DFB lasers typically comprise a "grating" that serves to determine and stabilize the laser wavelength. The grating exemplarily is formed by a process that involves deposition of a conventional resist layer on the surface of a III/V semiconductor wafer, patterning of the resist layer, and etching of the exposed portions of the semiconductor surface. After removal of the resist, III/V semiconductor material of desired composition and thickness is deposited on the thus created "corrugated" semiconductor surface, and laser manufacture is completed. The grating can be disposed below or above the active layer of the laser.
Much effort has gone into devising manufacturing processes that can reproducibly provide high quality overgrowth on gratings of predetermined shape and depth, with the growth surface being smooth and plane after growth of only a few tens of nanometers. However, the results have to date not been completely satisfactory.
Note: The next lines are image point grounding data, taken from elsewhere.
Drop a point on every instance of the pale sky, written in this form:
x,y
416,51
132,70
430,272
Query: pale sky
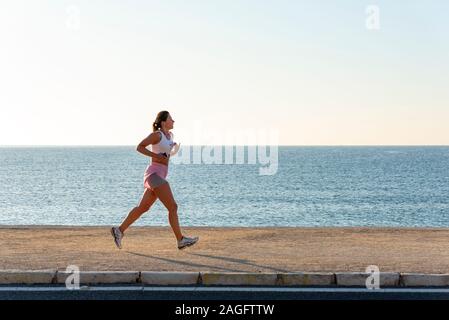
x,y
97,72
This is especially true of ternary and quaternary III/V semiconductor materials which typically have different growth rates and compositions associated with surfaces of different crystalline orientation.
Because laser characteristics are strongly dependent on the details of the grating profile and the spacing between grating and active region, any significant wafer-to-wafer (or chip-to-chip) variation in the grating profile and/or spacing results in undesirable variations in coupling coefficiency, frequently negatively impacting device yield.
In view of the obvious advantage of being able to produce DFB lasers with high yield, it would be highly desirable to have available a manufacturing method that can repeatably provide a desired laser structure, including the grating and the layers grown thereon. This application discloses such a method.
The growth of semiconductor material on a corrugated semiconductor surface is an example of a wider processing task, namely, the growth of compound semiconductor material on a non-planar semiconductor surface. The need for such growth arises, for instance, in the manufacture of some photonic and electronic devices or integrated circuits, e.g., in the manufacture of lasers integrated with modulators.
Although the method that is disclosed herein can advantageously be used in the manufacture of a variety of InP-based semiconductor devices involving growth of compound semiconductor material on a non-planar substrate, the method will be described below in tens of a specific and important embodiment, namely, the manufacture of InP-based DFB lasers involving the growth of ternary or quaternary III/V semiconductor material such as GaInAsP on a corrugated Inp surface, or the growth of InP on a corrugated ternary or quaternary III/V semiconductor (e.g., GaInAsP) surface.
By an "InP-based" device we mean a III/V semiconductor device formed by epitaxial growth on an InP substrate, or containing one or more layers of InP.